19世紀後半、当時の精神、文化史に多大な影響を与えた女傑ルー・サロメ。 彼女と大哲学者ニーチェ、そして彼の弟子格であったパウル・レーとの愛と思想の妄執を描いた文芸エロス大作。 三位一体の共同生活が織り成す衝撃の愛の結末とは―。待望のイタリア語完全版がノーカットで遂に日本解禁!

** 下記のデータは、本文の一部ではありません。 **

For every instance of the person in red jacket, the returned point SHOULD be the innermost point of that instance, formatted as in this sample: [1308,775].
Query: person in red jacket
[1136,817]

2006年2月下旬より新宿K's cinema 他にてロードショー

予告編を偶然先に観ていて、あんまかなと期待しないで観たのだが、予想外に面白かった。
基本的には、一人の女性を巡る愛と性と(国家的な意味での)結婚を巡る話なので、女性の自立と性の解放と個人主義の確立に関する映画という風に売り出しているっぽいのだが、現代に上映するなら「やおい娘のメルヘン妄想」と言った方が受けると思う。
実際、それぐらいアナーキーな映画。内容もさることながら、大胆なシーン転換、長回しの後の高速カットバック、そして何より、口をあんぐり開けてしまう程にストレートな幻想シーン。

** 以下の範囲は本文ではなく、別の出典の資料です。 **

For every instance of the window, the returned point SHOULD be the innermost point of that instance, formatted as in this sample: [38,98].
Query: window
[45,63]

その余りに即物的な表現は、ギャグとして捉えて良いのか否か、試されているような緊張感を漂わせる。
ラストのドミニク・サンダのクローズアップは危うく泣きそうになる程の美しさ。回想のインサートが無く長回しだったら号泣してたな、俺。
監督が女性ということもあってか、エンディングで『ロスト・イン・トランスレーション』(2003/ソフィア・コッポラ)を思い出しました。



ダンサーの純情』(2005/パク・ヨンフン/配給:SPO)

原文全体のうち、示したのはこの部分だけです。